How to run large images on gpu

yichao_Liu · July 20, 2020, 2:07pm

I have 12000 1024512 images as dataset. Initially, I resize them to 224112, but the results are terrible. Since these images are scattering images (physics images), I think the resolution may have some information, So I decided to use large images to run the prediction model (predicting some parameters). But when I only use 10 layers networks, it run out of memory. If someone can help me solve this, I’m very thankful.

I planed to load a batch into gpu and train it, then load another batch into gpu and train. But I don’t know how to implement…

RaLo4 · July 21, 2020, 1:56pm

First up I would recommend using square images if possible. For example 224 x 224.

On how to train on your gpu with a specific batch size:
When defining a dataloader you can specify a batch size like so:

batch_size = 96
train_loader = torch.utils.data.DataLoader(train_set, batch_size=batch_size, 
                                           shuffle=True, num_workers=workers)

In the training loop you can then get your individual batches by doing something like:

device = torch.device('cuda:0')
for epoch in range(n_epochs):
    """training loop for all epochs"""
    for i, data in enumerate(train_loader, 0):
        """training loop for one batch"""
        #get images and labels
        inputs, labels = data
        #move data to gpu
        inputs, labels = inputs.to(device), labels.to(device)

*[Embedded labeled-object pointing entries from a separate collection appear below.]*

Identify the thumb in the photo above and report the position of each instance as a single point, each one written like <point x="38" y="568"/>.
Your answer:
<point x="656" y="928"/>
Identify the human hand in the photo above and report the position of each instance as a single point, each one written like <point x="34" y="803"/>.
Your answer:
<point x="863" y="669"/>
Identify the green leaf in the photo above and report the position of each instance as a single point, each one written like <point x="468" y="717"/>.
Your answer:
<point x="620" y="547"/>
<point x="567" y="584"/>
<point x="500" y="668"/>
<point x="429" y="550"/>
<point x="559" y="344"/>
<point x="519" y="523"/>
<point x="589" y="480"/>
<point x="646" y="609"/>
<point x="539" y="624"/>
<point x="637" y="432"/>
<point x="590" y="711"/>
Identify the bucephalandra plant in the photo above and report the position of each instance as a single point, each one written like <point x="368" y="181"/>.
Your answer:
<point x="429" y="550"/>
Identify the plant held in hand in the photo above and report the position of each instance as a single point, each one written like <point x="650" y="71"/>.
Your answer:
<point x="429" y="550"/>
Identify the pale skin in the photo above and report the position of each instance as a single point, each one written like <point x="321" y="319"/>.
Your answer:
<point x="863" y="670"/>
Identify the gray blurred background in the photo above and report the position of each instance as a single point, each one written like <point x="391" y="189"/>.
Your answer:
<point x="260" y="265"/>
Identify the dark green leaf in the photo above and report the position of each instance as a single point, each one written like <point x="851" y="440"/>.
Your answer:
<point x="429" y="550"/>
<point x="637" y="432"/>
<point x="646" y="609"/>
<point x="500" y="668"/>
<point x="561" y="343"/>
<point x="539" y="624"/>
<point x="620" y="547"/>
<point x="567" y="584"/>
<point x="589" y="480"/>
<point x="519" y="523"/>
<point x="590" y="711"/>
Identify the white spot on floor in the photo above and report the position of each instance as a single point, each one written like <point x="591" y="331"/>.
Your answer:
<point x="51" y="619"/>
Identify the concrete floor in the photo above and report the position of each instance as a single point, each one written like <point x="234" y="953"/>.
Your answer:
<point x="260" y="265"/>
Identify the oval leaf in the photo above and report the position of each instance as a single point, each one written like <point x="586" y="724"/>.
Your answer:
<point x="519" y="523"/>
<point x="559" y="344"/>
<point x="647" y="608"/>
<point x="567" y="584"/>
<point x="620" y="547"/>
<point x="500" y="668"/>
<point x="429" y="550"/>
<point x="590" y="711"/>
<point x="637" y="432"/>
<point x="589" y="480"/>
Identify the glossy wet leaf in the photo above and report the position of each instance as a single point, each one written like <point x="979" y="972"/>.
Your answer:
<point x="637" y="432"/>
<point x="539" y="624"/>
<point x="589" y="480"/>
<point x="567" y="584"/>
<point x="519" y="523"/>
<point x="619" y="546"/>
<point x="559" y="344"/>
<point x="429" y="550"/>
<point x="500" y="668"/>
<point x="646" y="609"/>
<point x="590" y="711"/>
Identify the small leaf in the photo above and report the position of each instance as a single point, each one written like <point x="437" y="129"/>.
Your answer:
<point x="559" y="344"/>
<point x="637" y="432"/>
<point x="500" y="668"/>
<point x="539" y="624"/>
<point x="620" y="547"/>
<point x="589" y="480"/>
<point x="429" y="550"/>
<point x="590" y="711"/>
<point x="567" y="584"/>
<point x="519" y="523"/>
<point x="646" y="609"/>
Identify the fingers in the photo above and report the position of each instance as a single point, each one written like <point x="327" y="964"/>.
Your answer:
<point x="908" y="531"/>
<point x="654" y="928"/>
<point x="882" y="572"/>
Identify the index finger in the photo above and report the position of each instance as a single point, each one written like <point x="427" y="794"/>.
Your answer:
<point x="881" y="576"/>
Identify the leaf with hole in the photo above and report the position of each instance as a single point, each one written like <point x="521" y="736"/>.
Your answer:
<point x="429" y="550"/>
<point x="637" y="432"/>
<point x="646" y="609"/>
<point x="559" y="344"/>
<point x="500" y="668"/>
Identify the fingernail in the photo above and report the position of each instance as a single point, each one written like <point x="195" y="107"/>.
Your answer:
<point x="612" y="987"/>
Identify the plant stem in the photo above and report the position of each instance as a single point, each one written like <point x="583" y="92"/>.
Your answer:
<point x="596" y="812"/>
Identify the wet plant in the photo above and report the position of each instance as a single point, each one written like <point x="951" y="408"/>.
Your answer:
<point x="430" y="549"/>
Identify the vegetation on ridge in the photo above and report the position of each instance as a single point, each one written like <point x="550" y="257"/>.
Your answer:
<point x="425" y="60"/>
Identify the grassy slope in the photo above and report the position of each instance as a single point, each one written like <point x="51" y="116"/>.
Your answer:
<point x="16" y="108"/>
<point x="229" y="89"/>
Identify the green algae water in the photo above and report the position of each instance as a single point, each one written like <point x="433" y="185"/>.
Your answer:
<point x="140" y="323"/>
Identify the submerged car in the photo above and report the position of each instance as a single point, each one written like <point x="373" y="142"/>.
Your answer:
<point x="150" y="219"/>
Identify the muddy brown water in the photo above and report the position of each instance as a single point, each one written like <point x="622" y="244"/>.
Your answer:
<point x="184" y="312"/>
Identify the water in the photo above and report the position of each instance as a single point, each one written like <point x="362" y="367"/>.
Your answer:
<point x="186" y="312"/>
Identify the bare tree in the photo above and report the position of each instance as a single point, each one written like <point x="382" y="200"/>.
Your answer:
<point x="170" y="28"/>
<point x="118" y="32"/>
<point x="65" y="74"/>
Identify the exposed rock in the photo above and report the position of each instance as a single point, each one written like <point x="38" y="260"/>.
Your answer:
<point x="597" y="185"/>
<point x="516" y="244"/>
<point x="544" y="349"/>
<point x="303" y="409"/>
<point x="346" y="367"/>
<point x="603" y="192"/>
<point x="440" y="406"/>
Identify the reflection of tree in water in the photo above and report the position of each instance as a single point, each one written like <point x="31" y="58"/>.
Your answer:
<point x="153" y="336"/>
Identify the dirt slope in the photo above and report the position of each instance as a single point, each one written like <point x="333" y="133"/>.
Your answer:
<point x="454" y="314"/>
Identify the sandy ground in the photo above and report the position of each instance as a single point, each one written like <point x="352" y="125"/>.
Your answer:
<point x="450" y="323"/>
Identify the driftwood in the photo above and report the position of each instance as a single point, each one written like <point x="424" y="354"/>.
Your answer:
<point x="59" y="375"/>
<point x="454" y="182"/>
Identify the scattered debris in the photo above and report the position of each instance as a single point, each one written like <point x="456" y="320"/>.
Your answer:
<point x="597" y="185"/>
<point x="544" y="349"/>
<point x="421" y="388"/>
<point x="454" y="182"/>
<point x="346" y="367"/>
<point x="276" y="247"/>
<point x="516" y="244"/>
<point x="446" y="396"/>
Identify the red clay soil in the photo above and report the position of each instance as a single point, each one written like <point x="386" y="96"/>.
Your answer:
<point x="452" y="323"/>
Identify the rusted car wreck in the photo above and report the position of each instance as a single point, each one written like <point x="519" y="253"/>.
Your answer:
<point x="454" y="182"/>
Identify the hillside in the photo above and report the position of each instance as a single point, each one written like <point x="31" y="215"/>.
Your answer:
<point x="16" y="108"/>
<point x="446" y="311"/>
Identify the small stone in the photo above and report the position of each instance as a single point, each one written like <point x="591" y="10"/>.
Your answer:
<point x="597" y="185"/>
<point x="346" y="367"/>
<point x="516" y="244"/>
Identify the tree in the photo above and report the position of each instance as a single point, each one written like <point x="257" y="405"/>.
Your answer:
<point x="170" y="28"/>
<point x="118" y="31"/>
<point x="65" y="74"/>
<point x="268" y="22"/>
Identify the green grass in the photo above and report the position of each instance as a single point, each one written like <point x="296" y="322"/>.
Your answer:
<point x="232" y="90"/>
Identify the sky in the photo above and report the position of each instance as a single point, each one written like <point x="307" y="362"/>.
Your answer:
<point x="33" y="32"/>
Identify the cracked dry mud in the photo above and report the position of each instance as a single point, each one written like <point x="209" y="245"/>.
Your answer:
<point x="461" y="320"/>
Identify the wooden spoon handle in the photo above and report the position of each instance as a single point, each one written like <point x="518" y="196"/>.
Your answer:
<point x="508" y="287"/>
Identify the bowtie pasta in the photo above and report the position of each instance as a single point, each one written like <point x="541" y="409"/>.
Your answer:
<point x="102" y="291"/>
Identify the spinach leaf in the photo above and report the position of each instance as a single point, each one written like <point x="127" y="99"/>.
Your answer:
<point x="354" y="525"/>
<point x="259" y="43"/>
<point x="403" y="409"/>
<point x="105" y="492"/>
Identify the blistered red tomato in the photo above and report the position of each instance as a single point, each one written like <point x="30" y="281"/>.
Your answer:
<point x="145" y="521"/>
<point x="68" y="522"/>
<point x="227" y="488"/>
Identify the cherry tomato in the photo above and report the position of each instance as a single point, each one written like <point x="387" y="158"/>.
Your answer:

yichao_Liu · July 22, 2020, 1:50pm

Thank you so much, I did so. But still can’t finish one epochs. I’m wondering how ImageNet runs on gpu. Because 124G data can be ran on one gpu.

RaLo4 · July 22, 2020, 2:14pm

If you get a CUDA out of memory error when running on GPU you can try using a smaller batch size.
The 96 I used was just there as an example.

It is oftentimes run on multiple GPUs but you can still run it on only one GPU, you just need a small enough batch size.
Because there is always just one batch at a times being put onto the GPU instead of all images, the total amount of images in the dataset does not matter.
Just use any form of dataloader, like the one I showed you above, with a small enough batch size and it should work.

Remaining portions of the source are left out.